I used to phone Greg's sister, Jill, to let her know of the latest developments and she too used to say she felt helpless and that there was little she could suggest for me to do. In all fairness, she lives over a hundred miles away, so I do not expect her to be able to help. But I really did feel at that point that I was alone in the world with the problem and nobody really appreciated fully what Kay and I were having to endure. I must confess - to be selfish for a moment -I
also used to get upset that we could have had such a lovely retirement, having time together, while Kay was at school, maybe going out for countryside walks with the dog, maybe driving to the sea, ending up at a pretty pub for lunch or just doing things with friends. But that was out of the question. Not only would Greg not be able to stick at just a couple of drinks on a day out, but also we would not even have the money now to go in the first place. It was all going horribly pear-shaped. It felt like one of those nightmares where you are being chased by something or someone - a monster, or giant or villain - and your legs feel like concrete so that you just cannot run and are fixed to the spot.

8 comments:

aims said...

My heart is heavy as I read this Roseiro. The question why covers so many aspects doesn't it?

And no answers.

Thanks for continuing - even though it hurts.

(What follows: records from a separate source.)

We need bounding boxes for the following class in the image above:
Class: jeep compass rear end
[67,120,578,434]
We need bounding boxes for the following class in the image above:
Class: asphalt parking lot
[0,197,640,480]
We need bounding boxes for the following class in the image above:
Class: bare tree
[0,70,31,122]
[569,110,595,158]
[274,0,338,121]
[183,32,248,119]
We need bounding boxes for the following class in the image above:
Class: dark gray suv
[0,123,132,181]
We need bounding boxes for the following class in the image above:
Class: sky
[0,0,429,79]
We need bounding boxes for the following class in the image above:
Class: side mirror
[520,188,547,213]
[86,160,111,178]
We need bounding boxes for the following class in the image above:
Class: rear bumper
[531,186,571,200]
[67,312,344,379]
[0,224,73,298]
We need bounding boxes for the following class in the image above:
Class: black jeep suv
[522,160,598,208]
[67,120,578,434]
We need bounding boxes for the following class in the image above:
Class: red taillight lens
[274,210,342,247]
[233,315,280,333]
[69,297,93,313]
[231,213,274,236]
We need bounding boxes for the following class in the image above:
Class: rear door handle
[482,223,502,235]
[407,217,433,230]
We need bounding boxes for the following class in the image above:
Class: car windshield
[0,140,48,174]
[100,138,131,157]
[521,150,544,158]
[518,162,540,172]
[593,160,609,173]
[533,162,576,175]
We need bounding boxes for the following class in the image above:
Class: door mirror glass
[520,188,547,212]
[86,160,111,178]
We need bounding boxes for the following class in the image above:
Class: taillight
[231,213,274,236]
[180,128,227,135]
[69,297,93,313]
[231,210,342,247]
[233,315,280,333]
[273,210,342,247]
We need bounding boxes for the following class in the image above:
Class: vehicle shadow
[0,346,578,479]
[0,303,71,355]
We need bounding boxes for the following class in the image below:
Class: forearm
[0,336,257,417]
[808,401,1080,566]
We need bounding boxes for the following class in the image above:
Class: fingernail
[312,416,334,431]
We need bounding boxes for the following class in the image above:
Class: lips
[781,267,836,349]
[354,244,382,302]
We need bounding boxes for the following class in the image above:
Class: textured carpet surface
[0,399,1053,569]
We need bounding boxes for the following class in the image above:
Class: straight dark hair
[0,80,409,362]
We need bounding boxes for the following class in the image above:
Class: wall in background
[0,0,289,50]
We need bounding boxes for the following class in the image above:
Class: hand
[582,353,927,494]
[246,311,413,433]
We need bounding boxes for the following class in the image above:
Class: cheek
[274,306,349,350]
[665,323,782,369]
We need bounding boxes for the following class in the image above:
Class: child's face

menopausaloldbag (MOB) said...

There is a neigbour here who is getting so bad that he lurches up and down the street and can barely walk straight when he goes out to buy more booze from the village shop. So many people have tried to help him but he refuses that help and wants to drink himslef to death. Heartbreaking really. You tell your story with geat compassion.

Akelamalu said...

I have no conception of what it must have been like for you and Kay but I feel for you. x

Almost American said...

Selfish? NO, I don't think your expectations for retirement were at all selfish!

Stinking Billy said...

rosiero, don't despair entirely, your reports help me to keep a check on my own drinking and make sure that I have at least two nights a week off the whisky. Thanks.

Kit Courteney said...

I agree...NOT selfish thoughts at all.

I take my hat off to you and your daughter, I really do. I think you must both be very strong, courageous women.

Millennium Housewife said...

That's not selfish at all, just a normal person's dream for the Autumn of their life. It's what I hope to have and many others too. Simple 'stopping to smell the roses' pleasures.I hope you can find some of them despite all this MH

Anonymous said...

Roseiro, my heart really goes out to you. You must be an amazing woman to be so resilient.

I suspect that I know a little of how you must be feeling, but don't forget to look after yourself too.